More than any other medium watercolour needs to be planned meticulously. Things need to be done in a certain order with a fair bit of pre-mixing of washes. Then, having applied the washes, waiting for them to dry, while resisting the urge to fiddle with them.
The subject of the watercolour is a sunset over Poole Harbour in Dorset. You can see from the photo that the colours are subtle and rather beautiful. The sky colours are laid on as separate washes, wet-on-dry, rather than being mixed and then applied. When mixed into one another, transparent colours often have a muddy character, while the same colours laid wet-on-dry over one another achieve the target colour but with a cleaner, brighter hue.
I took an 11 x 15in (28 x 38cm) sheet of Bockingford 140lb watercolour paper and clipped it to my board, before setting it on my sketching easel at an angle of approximately 30 degrees.
Looking at the subject I felt that I could use a fairly limited palette so decided to squeeze the colours from the tubes and mix them as I needed them. The brushes I used were a 1” ABS Kolinsky one stroke flat, a size 12 and a size 3 ABS Kolinsky round.
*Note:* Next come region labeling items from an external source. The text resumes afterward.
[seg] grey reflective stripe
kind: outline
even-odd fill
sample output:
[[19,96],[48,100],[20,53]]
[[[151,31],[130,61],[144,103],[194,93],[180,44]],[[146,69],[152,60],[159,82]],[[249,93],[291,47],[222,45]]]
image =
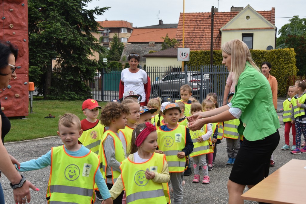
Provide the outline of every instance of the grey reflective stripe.
[[103,169],[103,171],[105,171],[105,166],[102,164],[102,162],[101,162],[100,163],[100,169]]
[[51,201],[49,202],[50,204],[78,204],[76,202],[63,202],[63,201]]
[[178,150],[169,150],[164,151],[165,155],[166,156],[176,156],[177,153],[182,151]]
[[196,139],[197,138],[195,138],[195,139],[193,139],[192,140],[192,142],[193,143],[195,143],[196,142]]
[[236,128],[237,129],[238,128],[238,126],[236,125],[234,125],[233,124],[228,124],[228,123],[225,123],[224,124],[224,127],[226,128]]
[[238,132],[232,132],[231,131],[228,131],[228,130],[224,130],[223,131],[223,133],[224,134],[226,134],[228,135],[233,135],[234,136],[239,136],[239,133]]
[[93,190],[79,187],[55,185],[50,186],[50,193],[62,193],[69,194],[76,194],[86,196],[92,196]]
[[168,166],[180,167],[185,167],[185,165],[186,163],[185,161],[168,161],[167,163],[168,164]]
[[202,150],[207,150],[209,149],[209,145],[207,145],[207,146],[201,146],[197,147],[194,148],[193,150],[192,150],[192,152],[196,152],[202,151]]
[[85,146],[85,147],[88,149],[90,150],[93,147],[97,147],[98,145],[99,145],[101,143],[101,140],[100,139],[98,141],[96,141],[94,143],[92,143],[91,144],[90,144],[87,146]]
[[163,196],[165,196],[165,194],[162,189],[137,192],[126,196],[126,203],[128,203],[139,199],[157,198]]
[[305,109],[302,109],[300,110],[297,110],[296,111],[294,111],[294,115],[298,114],[299,113],[305,113]]

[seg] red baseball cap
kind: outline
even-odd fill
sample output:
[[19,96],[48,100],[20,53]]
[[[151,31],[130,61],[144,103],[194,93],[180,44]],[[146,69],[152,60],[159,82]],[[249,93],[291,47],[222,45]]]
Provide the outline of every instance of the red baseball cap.
[[82,109],[84,110],[85,108],[87,108],[89,110],[92,110],[97,107],[100,109],[102,109],[102,107],[99,106],[98,104],[98,102],[94,99],[89,98],[83,102],[83,104],[82,105]]

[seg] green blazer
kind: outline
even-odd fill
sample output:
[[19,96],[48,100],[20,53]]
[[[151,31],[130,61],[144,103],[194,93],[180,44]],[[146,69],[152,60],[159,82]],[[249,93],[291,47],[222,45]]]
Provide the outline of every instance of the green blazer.
[[262,139],[280,127],[269,82],[248,62],[231,102],[232,107],[242,111],[238,132],[248,140]]

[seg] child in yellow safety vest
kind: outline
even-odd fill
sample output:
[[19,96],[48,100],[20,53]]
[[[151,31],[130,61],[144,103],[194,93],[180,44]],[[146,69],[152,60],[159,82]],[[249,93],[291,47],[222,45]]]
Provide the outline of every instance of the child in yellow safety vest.
[[[202,106],[198,102],[193,103],[190,107],[192,115],[203,112]],[[193,143],[193,150],[190,154],[193,160],[194,177],[192,182],[198,183],[200,179],[199,165],[202,166],[204,174],[202,183],[208,184],[210,179],[208,176],[208,170],[206,163],[206,155],[212,153],[212,144],[211,137],[212,135],[212,129],[210,124],[205,124],[200,130],[190,131],[190,136]]]
[[122,162],[121,174],[110,191],[112,198],[124,188],[127,204],[169,202],[168,165],[165,154],[155,153],[157,140],[155,126],[151,123],[140,124],[133,130],[131,154]]
[[83,132],[77,116],[64,114],[58,121],[57,132],[64,145],[52,147],[36,159],[22,162],[17,169],[27,171],[51,166],[46,195],[48,203],[93,203],[95,197],[95,182],[103,203],[113,203],[99,169],[99,157],[78,143]]
[[[128,108],[114,102],[108,103],[101,113],[101,122],[109,128],[103,134],[99,151],[101,158],[100,169],[109,190],[121,173],[121,163],[126,158],[118,132],[120,129],[124,129],[127,122],[126,117],[129,114]],[[122,203],[123,193],[122,191],[114,201],[114,203]]]
[[290,150],[289,143],[289,133],[290,133],[290,128],[292,127],[292,136],[293,139],[292,141],[292,146],[291,146],[291,150],[293,151],[295,149],[295,126],[294,124],[291,123],[291,109],[292,104],[290,101],[293,96],[296,93],[294,92],[293,88],[294,86],[290,86],[288,88],[288,96],[289,98],[286,99],[283,102],[283,108],[280,110],[278,110],[276,113],[283,113],[283,122],[285,125],[285,144],[281,148],[282,150]]
[[119,138],[122,142],[123,149],[127,157],[130,154],[130,144],[132,138],[132,132],[136,128],[137,123],[140,117],[139,114],[140,106],[138,101],[131,97],[125,98],[121,104],[129,110],[129,114],[126,117],[128,121],[125,127],[119,131]]
[[[235,93],[230,93],[227,96],[227,102],[230,103]],[[223,123],[223,136],[226,139],[226,151],[229,159],[228,165],[233,165],[236,156],[240,147],[240,135],[238,133],[238,126],[240,124],[238,119],[225,121]]]
[[293,91],[297,94],[291,99],[292,123],[295,124],[295,149],[290,153],[293,154],[306,153],[306,147],[300,148],[301,136],[303,132],[306,139],[306,82],[304,80],[297,81],[294,84]]
[[183,172],[185,169],[186,156],[192,152],[193,144],[189,129],[177,124],[181,113],[178,105],[170,103],[162,109],[162,112],[167,124],[162,125],[157,130],[157,145],[159,150],[166,155],[174,203],[181,203]]

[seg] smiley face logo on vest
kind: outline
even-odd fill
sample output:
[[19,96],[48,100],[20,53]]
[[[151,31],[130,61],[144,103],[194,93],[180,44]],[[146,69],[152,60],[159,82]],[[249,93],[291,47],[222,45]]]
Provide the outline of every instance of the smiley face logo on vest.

I first established an approximate size within the paper for the painting and outlined it softly with a 2B pencil. I established the horizon with a line drawn parallel to the paper’s edge and placed the sun in the sky, taking care not to make it too large. This is all the drawing I felt was necessary. However, if you prefer to make a more comprehensive drawing at this stage, that is fine.
Squeezing out a blob of permanent rose into a well in my watercolour box, I diluted it with water using the one stroke brush, making sure that there were no undissolved lumps of paint clinging to the hairs, since a dense streak of undiluted colour in the middle of a soft wash is undesirable.